Ser bloguero, implica entrar en contacto con personas de varias partes del mundo. En lo personal, valoro mucho cuando alguien se toma el tiempo para enviarme un correo o dejar algún comentario en el blog. He tenido muy buenas experiencias intercambiando opiniones; sin embargo, no han faltado lectores o comentaristas que francamente asustan por la manera que tienen de expresarse y/o entender la fe. Me refiero a los que -en palabras del Papa Francisco- viven “un luto permanente”, como si el cristianismo fuera un estilo de vida para amargados o aguafiestas. Asusta y, al mismo tiempo, interpela, pensar que detrás del monitor hay una persona que está deseando la llegada del fin del mundo y no precisamente para ver a Dios, sino como una proyección de la desilusión con la que vive. Yo creo en lo que cree la Iglesia; es decir, no soy un relativista; sin embargo, pienso que la solución nunca será emplear un lenguaje intimidante, lleno de ideas e imágenes que no tienen nada que ver con la dimensión escatológica del Evangelio.
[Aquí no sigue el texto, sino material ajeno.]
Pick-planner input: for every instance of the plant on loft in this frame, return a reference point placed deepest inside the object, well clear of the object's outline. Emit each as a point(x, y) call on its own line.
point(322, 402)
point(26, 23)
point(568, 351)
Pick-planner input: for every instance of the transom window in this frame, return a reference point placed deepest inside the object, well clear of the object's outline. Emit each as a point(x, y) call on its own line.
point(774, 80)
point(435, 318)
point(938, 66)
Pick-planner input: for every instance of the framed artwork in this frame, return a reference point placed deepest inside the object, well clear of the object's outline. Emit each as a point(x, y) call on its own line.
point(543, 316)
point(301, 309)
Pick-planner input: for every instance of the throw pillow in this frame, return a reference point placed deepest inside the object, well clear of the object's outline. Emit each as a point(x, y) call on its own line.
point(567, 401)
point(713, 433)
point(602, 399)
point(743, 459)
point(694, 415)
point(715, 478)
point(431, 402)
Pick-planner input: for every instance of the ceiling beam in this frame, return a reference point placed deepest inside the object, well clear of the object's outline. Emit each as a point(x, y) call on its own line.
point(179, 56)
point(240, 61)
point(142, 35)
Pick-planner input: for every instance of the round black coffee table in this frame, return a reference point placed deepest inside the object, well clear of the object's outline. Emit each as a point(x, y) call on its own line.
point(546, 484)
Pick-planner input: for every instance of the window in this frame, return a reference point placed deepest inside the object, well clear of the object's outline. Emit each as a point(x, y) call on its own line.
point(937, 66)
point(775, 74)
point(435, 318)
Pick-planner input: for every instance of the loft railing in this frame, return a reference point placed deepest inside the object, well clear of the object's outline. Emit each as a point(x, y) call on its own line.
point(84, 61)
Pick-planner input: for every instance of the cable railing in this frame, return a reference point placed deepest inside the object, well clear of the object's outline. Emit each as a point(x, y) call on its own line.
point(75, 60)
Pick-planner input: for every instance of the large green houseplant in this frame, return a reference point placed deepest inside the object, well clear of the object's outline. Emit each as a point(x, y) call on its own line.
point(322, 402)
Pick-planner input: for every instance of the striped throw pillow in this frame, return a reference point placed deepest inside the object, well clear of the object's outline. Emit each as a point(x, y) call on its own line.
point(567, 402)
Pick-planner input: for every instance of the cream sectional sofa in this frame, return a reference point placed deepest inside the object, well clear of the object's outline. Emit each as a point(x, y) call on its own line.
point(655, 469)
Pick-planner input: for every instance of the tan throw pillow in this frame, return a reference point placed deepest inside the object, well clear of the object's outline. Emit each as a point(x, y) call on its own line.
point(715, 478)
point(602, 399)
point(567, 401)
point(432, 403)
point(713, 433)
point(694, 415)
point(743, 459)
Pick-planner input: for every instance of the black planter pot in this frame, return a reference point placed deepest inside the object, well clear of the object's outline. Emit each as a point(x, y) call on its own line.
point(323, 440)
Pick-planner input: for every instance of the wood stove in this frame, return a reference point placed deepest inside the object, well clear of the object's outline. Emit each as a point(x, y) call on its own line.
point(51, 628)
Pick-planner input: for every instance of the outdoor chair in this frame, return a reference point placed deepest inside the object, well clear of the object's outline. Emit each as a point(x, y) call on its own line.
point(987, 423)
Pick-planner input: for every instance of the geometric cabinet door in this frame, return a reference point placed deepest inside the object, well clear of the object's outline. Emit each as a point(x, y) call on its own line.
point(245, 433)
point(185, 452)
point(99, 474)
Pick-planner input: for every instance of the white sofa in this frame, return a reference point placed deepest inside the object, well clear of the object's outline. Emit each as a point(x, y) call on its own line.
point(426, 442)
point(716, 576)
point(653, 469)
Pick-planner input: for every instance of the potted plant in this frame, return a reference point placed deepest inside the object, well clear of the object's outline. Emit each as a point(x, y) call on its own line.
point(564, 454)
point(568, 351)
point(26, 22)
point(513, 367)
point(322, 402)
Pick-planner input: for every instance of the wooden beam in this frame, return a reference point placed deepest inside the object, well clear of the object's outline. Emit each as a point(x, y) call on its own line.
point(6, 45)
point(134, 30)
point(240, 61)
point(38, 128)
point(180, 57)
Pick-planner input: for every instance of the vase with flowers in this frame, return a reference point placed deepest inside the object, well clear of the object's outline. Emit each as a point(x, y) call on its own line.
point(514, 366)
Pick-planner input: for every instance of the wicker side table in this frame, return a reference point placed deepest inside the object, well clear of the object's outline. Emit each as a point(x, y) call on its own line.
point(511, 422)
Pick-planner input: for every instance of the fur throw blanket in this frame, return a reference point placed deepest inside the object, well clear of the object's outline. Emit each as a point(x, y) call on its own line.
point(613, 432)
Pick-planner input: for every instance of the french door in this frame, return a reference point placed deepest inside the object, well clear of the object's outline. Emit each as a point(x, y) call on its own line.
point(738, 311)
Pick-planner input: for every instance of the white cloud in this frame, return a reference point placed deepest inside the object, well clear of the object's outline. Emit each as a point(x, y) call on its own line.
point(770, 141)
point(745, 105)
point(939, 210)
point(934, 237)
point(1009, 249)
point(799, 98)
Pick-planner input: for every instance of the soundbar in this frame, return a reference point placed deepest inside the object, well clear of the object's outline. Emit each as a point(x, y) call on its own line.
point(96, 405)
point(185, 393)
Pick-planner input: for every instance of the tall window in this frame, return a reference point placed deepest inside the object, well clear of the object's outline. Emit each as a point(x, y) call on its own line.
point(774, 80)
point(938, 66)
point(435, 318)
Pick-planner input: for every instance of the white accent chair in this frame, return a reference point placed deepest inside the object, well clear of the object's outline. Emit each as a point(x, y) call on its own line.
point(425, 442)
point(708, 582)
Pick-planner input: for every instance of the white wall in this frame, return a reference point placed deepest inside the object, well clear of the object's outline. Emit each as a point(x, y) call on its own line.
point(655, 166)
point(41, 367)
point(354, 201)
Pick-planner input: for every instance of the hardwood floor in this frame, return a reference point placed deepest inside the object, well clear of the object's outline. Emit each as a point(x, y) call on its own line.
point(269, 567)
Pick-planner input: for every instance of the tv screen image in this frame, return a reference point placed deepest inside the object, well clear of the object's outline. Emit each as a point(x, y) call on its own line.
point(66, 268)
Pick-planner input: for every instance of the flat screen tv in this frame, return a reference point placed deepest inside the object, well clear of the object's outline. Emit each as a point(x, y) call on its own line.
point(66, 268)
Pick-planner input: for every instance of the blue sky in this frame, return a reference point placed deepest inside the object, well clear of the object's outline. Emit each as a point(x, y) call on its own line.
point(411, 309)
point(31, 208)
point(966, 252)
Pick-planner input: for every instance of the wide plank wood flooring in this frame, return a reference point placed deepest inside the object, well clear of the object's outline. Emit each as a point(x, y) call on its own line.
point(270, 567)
En este sentido, conviene citar un discurso del Papa Juan XXIII que habla acerca de los “cristianos” que buscan oscurecer la alegría de la fe: «Llegan, a veces, a nuestros oídos, hiriéndolos, ciertas insinuaciones de algunas personas que, aun en su celo ardiente, carecen del sentido de la discreción y de la medida. Ellas no ven en los tiempos modernos sino prevaricación y ruina […] Nos parece justo disentir de tales profetas de calamidades, avezados a anunciar siempre infaustos acontecimientos, como si el fin de los tiempos estuviese inminente. En el presente momento histórico, la Providencia nos está llevando a un nuevo orden de relaciones humanas que, por obra misma de los hombres pero más aún por encima de sus mismas intenciones, se encaminan al cumplimiento de planes superiores e inesperados; pues todo, aun las humanas adversidades, aquélla lo dispone para mayor bien de la Iglesia[1]»

Propongo que mejor leamos la primera exhortación apostólica del Papa Francisco que lleva por título “Evangelii Gaudium”[2], pues -entre otros temas- ofrece claves o respuestas ante el pesimismo que le cierra las puertas a Dios. Vale la pena aprovechar el texto desde la oración.



[1] Juan XXIII, Discurso de apertura del Concilio Ecuménico Vaticano II (11 octubre 1962), 4, 2-4: AAS 54 (1962), 789.

[2] En español: La alegría del evangelio.